Ryback On WWE: 'They Whore You Out, And Run You Into The Ground, And Then They Replace You'

Ryback was a guest on Jim Ross's podcast recently, and spoke about his impressions of the WWE under Vince McMahon, his dealing with CM Punk, and why he thinks Punk had his falling out.

On Vince McMahon and the importance of wrestlers communicating with management when they have issues:

“It’s a creative business. It’s his world, and if he doesn’t like you – and I know there’s guys there now that he’s sour on – and I always wondered why haven’t they gone in there and communicated? They’re just living week to week. In this day and age, a lot of guys walk on egg shells, and that’s what I’m proudest about myself. I’ve always stood up for myself, and I’ve gone and communicated. When I thought Hunter was against me on things, I’ve gone and I’ve talked to him. Do I think he was always honest with me? No, but I always approached him and I tried to talk to him, and gain ground, because if I don’t, nothing’s gonna change. So I had nothing to lose. You gotta get rid of that fear mindset very early on, and most of the guys won’t. The ones that do, will do themselves the biggest favor, and helping themselves as they get to the main roster.”

On working with Paul Heyman and how Heyman’s relationship with CM Punk was screwing him over:

“I respect Paul [Heyman] a lot, and he’s lasted in this business a very long time, but we didn’t see eye to eye. Paul and CM Punk were really, really good friends. Heyman was supposed to be, from a creative standpoint, working with me. And he was with Punk all day and they were discussing business, and what they were going on to do, and it wasn’t doing me any favors and I knew that. We were overseas on an England tour [when] I finally had enough. Paul knew he had to get away from me, because I was gonna kill him at the time. He had went to Vince, him and Punk, and they didn’t do me any favors in there talking to Vince. I talked to Paul that night at catering at the hotel.

“I had one last discussion with Paul at the catering table, in which he bought me beers for about two hours, as I cut a two-hour promo on him on everything, and what I thought of him, and how he did his business with me. He held a butter knife in his hand, twirling it the entire two hours. I kid you not, CM Punk walked around in circles the entire time, acting like he was gonna try to do something, while I was talking to Paul cutting this promo on him.”

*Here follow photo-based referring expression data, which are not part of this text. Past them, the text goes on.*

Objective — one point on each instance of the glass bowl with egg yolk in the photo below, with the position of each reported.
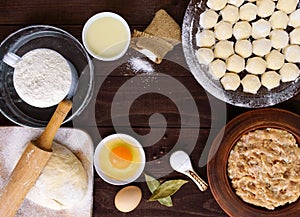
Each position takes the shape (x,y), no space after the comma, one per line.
(119,159)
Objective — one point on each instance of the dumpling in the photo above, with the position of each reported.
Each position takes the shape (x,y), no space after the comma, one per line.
(251,84)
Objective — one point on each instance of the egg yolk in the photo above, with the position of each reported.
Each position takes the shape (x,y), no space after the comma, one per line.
(120,157)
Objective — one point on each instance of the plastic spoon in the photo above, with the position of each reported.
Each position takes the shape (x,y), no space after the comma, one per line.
(181,163)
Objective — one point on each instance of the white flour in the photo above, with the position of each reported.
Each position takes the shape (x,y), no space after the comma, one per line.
(42,78)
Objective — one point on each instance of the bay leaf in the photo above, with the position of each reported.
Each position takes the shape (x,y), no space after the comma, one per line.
(167,188)
(153,184)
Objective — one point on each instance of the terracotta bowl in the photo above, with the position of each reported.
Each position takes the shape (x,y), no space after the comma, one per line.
(219,181)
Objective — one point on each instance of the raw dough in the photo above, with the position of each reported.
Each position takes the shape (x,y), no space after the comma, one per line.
(217,68)
(216,4)
(243,48)
(62,183)
(275,60)
(235,63)
(295,36)
(224,49)
(251,84)
(205,38)
(291,53)
(256,65)
(279,38)
(270,79)
(205,55)
(261,29)
(279,20)
(248,12)
(230,81)
(295,19)
(261,46)
(223,30)
(230,13)
(242,30)
(288,6)
(289,72)
(265,8)
(208,19)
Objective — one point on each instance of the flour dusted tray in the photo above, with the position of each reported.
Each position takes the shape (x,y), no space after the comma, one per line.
(13,141)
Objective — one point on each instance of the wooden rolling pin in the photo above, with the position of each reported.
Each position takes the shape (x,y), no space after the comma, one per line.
(31,164)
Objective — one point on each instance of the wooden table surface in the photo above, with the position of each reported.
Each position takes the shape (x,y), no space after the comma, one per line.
(179,129)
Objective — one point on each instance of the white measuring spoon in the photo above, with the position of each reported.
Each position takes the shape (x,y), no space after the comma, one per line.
(181,162)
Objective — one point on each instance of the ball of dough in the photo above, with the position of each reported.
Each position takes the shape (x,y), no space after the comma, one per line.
(279,20)
(295,36)
(251,84)
(261,46)
(230,13)
(295,19)
(243,48)
(236,3)
(205,55)
(291,53)
(62,183)
(261,29)
(279,38)
(224,49)
(287,6)
(216,4)
(205,38)
(208,19)
(270,79)
(289,72)
(217,68)
(275,60)
(223,30)
(265,8)
(235,63)
(242,30)
(248,12)
(230,81)
(256,65)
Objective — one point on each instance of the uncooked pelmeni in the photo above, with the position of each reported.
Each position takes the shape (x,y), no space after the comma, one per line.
(279,38)
(235,63)
(261,29)
(262,46)
(216,4)
(205,55)
(205,38)
(230,13)
(289,72)
(217,68)
(256,65)
(248,12)
(251,84)
(295,36)
(275,60)
(243,48)
(291,53)
(223,30)
(295,19)
(288,6)
(279,20)
(223,49)
(242,30)
(270,80)
(62,183)
(208,19)
(265,8)
(230,81)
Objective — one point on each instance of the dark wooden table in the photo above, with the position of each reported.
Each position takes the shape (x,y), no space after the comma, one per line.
(178,129)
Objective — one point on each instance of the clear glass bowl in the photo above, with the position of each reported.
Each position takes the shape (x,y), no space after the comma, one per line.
(41,36)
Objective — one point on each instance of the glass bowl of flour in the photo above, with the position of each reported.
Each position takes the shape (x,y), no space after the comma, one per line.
(35,47)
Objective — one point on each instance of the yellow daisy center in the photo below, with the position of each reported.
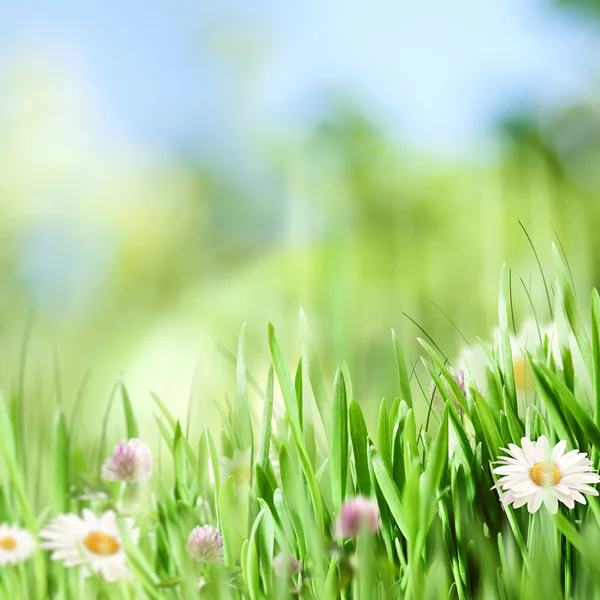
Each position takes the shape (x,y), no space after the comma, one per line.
(522,373)
(545,474)
(8,543)
(101,543)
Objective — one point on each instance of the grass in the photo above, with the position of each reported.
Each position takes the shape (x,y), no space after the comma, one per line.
(443,532)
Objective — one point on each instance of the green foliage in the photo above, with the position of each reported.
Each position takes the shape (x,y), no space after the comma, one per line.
(443,531)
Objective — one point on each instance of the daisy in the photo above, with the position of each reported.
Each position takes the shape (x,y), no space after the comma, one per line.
(16,545)
(537,473)
(473,361)
(238,467)
(131,461)
(92,541)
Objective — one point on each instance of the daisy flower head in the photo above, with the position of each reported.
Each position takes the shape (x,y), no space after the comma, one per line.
(205,544)
(536,473)
(16,545)
(355,516)
(131,461)
(91,541)
(238,467)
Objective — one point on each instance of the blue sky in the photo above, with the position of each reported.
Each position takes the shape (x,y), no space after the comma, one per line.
(203,75)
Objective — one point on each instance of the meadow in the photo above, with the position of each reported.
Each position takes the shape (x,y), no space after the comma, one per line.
(487,493)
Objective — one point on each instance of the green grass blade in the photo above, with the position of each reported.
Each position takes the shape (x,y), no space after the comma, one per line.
(339,441)
(131,425)
(403,379)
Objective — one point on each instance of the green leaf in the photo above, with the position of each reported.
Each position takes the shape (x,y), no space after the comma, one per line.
(241,410)
(568,300)
(505,347)
(180,464)
(552,404)
(437,466)
(289,397)
(265,438)
(445,373)
(61,480)
(228,515)
(384,442)
(252,560)
(403,379)
(358,433)
(130,423)
(339,441)
(389,490)
(596,353)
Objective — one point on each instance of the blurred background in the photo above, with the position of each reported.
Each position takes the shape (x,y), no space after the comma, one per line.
(169,170)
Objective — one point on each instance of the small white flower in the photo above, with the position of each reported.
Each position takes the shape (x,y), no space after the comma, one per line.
(537,473)
(92,541)
(16,545)
(356,515)
(238,467)
(131,461)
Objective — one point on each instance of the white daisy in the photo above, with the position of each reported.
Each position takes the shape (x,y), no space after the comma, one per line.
(473,360)
(537,473)
(238,467)
(92,541)
(16,545)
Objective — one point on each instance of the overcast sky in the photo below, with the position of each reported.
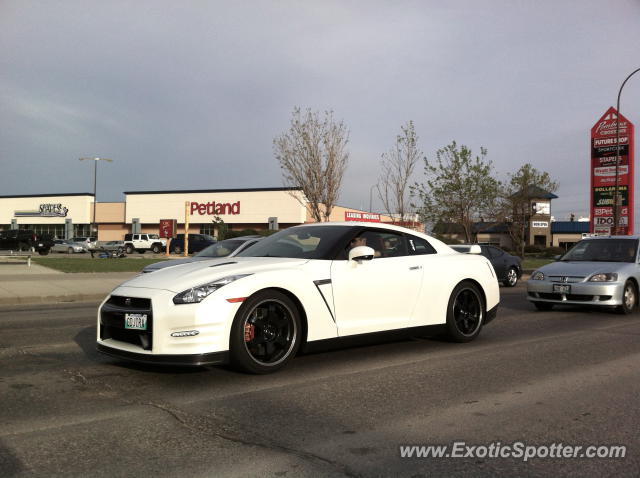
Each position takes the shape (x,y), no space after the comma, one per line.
(190,94)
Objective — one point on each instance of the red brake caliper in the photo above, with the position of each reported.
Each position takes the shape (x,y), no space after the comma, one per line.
(249,332)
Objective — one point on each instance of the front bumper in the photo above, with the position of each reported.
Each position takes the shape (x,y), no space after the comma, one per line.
(208,325)
(582,293)
(214,358)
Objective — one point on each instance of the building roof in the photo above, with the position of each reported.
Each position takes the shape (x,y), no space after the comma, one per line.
(192,191)
(569,227)
(535,192)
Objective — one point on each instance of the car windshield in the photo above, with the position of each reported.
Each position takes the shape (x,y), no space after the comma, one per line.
(220,249)
(303,242)
(603,250)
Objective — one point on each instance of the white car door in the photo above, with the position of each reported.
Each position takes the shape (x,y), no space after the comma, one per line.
(377,294)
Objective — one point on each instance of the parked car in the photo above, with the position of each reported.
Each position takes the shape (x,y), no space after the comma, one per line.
(88,241)
(508,267)
(301,285)
(25,240)
(226,248)
(144,242)
(602,271)
(197,242)
(115,247)
(69,246)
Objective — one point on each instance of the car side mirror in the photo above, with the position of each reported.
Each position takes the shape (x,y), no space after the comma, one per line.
(361,253)
(475,249)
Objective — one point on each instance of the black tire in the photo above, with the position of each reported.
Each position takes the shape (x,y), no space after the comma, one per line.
(266,333)
(629,299)
(544,306)
(465,312)
(512,277)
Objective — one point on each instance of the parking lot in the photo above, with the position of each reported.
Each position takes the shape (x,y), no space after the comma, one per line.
(568,375)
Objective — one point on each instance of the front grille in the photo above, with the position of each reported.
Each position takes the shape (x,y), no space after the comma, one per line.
(112,321)
(575,297)
(569,279)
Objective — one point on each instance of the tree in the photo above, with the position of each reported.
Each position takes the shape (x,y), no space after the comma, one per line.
(525,185)
(396,168)
(458,188)
(313,156)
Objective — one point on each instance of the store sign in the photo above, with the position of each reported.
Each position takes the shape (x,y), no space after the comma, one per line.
(168,228)
(215,208)
(361,216)
(539,224)
(603,173)
(45,210)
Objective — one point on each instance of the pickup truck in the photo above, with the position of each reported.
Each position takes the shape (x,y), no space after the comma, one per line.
(144,242)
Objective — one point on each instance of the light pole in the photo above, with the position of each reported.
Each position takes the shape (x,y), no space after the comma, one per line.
(95,182)
(371,196)
(616,204)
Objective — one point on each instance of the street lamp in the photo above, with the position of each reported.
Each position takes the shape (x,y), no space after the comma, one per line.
(95,182)
(616,205)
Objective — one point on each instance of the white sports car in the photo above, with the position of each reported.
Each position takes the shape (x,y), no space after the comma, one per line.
(297,287)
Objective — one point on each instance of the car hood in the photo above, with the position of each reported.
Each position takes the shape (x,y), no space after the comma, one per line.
(580,268)
(191,274)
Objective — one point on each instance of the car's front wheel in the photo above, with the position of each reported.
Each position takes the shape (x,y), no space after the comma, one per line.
(512,277)
(266,333)
(629,298)
(465,312)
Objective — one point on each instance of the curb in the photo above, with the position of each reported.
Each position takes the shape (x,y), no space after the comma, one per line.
(53,298)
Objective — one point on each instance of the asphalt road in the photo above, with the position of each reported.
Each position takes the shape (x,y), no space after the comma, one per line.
(569,376)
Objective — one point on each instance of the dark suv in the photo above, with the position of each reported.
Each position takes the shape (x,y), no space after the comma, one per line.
(197,242)
(24,240)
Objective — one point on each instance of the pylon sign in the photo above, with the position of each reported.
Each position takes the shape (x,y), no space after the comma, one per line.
(603,174)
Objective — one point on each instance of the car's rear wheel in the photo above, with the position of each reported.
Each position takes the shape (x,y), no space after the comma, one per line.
(512,277)
(629,298)
(543,305)
(266,333)
(465,312)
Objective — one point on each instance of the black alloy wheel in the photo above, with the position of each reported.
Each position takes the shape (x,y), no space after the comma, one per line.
(629,298)
(512,277)
(266,333)
(465,312)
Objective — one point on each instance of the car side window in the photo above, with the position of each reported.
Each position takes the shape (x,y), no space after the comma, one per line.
(419,246)
(495,252)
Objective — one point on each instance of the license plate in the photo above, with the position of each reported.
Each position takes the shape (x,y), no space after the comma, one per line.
(562,288)
(135,321)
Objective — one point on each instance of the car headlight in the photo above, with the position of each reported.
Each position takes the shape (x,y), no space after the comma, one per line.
(537,275)
(199,293)
(604,277)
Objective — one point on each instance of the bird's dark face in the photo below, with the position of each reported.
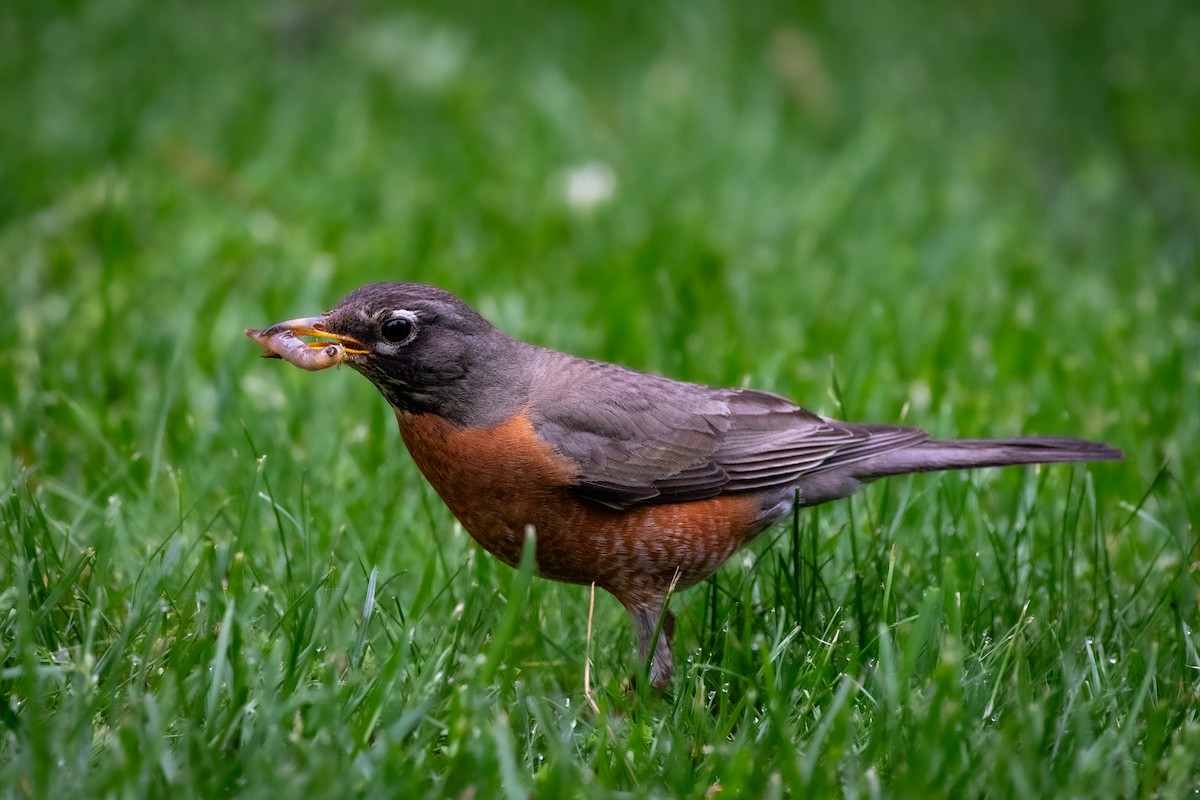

His reaction to CM Punk’s negative comments about him on the now-infamous Colt Cabana podcast:

“Not to say Punk gets along with everyone to begin with – he’s kind of his own individual, and a self-admitted a--hole at times, but he was always friendly with me. But you gotta remember, when you’re dealing at the WWE level, and you’re dealing with those top slots, you’re dealing with millions of dollars. The two guys I had all my problems with, and everyone else there I’d get alone with just fine, was John Cena and CM Punk. There’s only a certain amount of slots there, and those guys have those slots, and they wanted to keep them. I do think Punk, he was really beat up during the periods that we worked together, physically, and he complained about other guys when he was there that are notorious for being good workers. I just think he was physically beat up, and he was frustrated, and he lumped that all in.

“He had his issues with WWE, I think I just got lumped into all that. It is what it is. I don’t hate him, not at all.”

On CM Punk’s frustrations with WWE and how the “WWE machine” effects wrestlers:

“He was never the stereotypical WWE guy. He always had to eat shit, so to speak, from day one. He broke a lot of doors down up there for a lot of the independent guys. He kinda had to live through that first hand, where guys now are getting opportunities from the independents, he didn’t necessarily get all of those right off the bat, probably like he felt like he should have.

“Vince and the WWE, they’re a business. They essentially whore you out and run you into the ground, and then they replace you. Because there are so many guys who want those spots, and the brand is so strong now, that they can do that and get away with it. It gives you a negative feeling on wrestling at times. I feel like Punk had a lot on his shoulders, with the creative and the injuries, where it kind of makes you resent the job a little bit. And I think that’s where you can become a little bitter, and a little angry. Even though he had a lot of success, I feel like at times, but in his mind probably not the level that he wanted. And I can understand that because I know the level of success that I wanted, and wasn’t happy with that. And for him I think it was main-eventing WrestleMania. I think for him, after experiencing the struggles that he did early on just to get there, and then getting there and having success finally, and finally breaking through, and then still not actually truly getting that spot that he really wanted – his goal, so to speak – I think it was just a culmination of everything.”